А дальше - тихий пассаж: "Вот прежние интеллигенты и вообще, знаете, старая Россия как раз особенно имела такой восторг ко всему печальному. И находила в этом что-то возвышенное..."
Потом, помните, тонкий переходик: "Нынче мы желаем развенчать эту грусть. Мы желаем, так сказать, скинуть ее с возвышенного пьедестала". А дальше примерчик миленький с женитьбой на "грустных глазах". Ха-ха! Говорили, "Ему" рассказик не понравился. Даже из себя вывел. "Он", по-моему, любил румяных девушек в майках и спортивных туфельках, прыгающих вверх-вниз, вверх-вниз. А я пошутил некстати".
Зощенко как бы оправдывался перед Фадеевым, смущая его до слез: "В моей работе я, например, учился у старых великолепных мастеров. И у меня был большой соблазн писать по тем правилам, по которым они писали. Но я увидел, что обстановка изменилась.
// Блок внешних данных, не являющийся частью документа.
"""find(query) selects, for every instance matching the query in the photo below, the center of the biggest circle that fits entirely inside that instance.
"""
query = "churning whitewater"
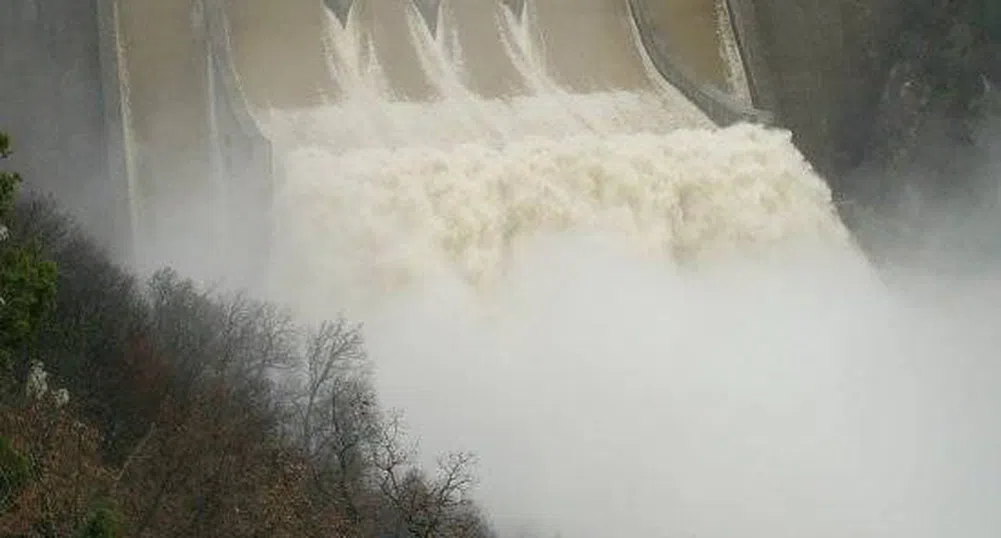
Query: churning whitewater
(644, 325)
(380, 192)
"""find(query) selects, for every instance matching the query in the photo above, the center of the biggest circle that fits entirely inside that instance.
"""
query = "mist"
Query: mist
(801, 394)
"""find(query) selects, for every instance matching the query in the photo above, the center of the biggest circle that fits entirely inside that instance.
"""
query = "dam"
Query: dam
(580, 247)
(229, 124)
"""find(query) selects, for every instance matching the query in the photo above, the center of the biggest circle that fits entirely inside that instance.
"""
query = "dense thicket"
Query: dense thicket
(153, 408)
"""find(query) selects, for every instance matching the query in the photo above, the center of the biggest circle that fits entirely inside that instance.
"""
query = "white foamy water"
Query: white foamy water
(359, 222)
(645, 326)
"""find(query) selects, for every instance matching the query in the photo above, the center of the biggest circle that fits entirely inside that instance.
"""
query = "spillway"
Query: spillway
(408, 142)
(453, 172)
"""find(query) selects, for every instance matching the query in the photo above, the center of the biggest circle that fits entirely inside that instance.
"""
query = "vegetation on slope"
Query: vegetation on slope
(153, 408)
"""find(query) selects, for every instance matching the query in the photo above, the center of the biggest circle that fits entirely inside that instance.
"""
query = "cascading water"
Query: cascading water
(628, 313)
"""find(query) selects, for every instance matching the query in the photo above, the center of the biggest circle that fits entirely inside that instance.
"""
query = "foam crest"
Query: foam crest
(376, 218)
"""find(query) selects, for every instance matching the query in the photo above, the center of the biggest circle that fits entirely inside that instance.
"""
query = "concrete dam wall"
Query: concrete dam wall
(163, 100)
(142, 128)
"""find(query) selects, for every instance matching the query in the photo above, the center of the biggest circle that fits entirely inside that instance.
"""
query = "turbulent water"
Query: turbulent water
(645, 326)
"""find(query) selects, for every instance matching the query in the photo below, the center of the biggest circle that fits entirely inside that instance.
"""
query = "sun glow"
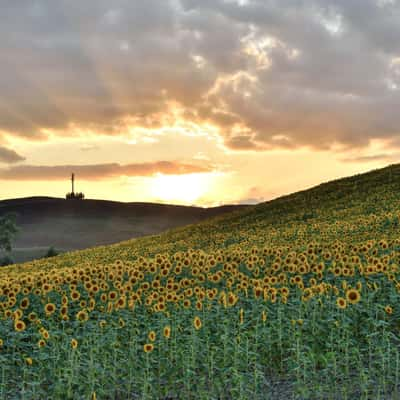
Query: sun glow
(185, 188)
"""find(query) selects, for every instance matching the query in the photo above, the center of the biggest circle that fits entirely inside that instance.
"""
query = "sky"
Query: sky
(196, 102)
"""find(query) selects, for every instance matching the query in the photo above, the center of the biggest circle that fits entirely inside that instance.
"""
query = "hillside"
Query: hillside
(296, 298)
(72, 225)
(356, 208)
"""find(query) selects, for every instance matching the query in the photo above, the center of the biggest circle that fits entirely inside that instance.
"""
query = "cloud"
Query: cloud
(255, 195)
(377, 157)
(9, 156)
(267, 74)
(89, 147)
(98, 171)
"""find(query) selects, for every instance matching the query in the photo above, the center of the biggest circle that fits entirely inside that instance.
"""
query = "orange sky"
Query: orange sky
(190, 102)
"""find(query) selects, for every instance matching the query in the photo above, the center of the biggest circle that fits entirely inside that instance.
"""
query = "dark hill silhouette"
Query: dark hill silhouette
(71, 225)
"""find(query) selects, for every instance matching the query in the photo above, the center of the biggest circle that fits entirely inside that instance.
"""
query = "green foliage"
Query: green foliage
(315, 283)
(6, 260)
(8, 231)
(51, 252)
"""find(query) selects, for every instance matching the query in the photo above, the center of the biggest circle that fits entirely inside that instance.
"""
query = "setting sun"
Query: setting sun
(180, 188)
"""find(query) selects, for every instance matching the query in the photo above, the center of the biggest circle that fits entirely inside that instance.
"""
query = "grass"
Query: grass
(293, 298)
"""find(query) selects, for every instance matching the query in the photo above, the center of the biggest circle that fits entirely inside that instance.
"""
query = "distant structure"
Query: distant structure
(72, 195)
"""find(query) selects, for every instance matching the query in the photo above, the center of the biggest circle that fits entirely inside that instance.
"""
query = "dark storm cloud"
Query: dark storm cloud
(98, 171)
(269, 73)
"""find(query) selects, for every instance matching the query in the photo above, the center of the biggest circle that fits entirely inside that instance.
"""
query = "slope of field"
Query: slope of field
(71, 225)
(293, 298)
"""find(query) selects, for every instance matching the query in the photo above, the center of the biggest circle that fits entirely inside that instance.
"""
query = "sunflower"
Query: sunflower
(75, 295)
(341, 302)
(389, 310)
(264, 316)
(167, 332)
(24, 303)
(353, 296)
(19, 325)
(49, 308)
(197, 323)
(148, 347)
(82, 316)
(45, 334)
(102, 323)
Жизнь и публика уже не те, что были при них. И поэтому я не стал подражать их правилам.
И может быть, поэтому я принес людям не так уж много огорчений. И был до некоторой степени счастливым".
Деликатный Михаил Михайлович, очевидно, заметив перебор в своих признаниях, добавил, мягко улыбаясь: "В древние времена один мудрый человек (которого вели на казнь) сказал: "Никого нельзя назвать счастливым раньше его смерти"".
И глядел на Фадеева грустными глазами.
Заглядывала молоденькая Анна Ахматова, совсем не матронистая, как в зрелые годы. С нескрываемым женским любопытством оглядывала переделкинский кабинет Фадеева. Рассматривала стеллажи с книгами, находила свои томики, не скрывая удовольствия, листала их.
Гонимый Пастернак благодарил за шекспировские переводы "в очень хорошем издании". Признавал: "Ты, Саша, способствовал их выпуску". Сожалел о невозможном: "Ты знаешь, я было написал тебе много чего другого, потому что ничего нет легче, чем говорить с тобой, почти только с тобой, искренне, с любовью и уважением, но с годами такое занятие все нелепее и бесцельнее".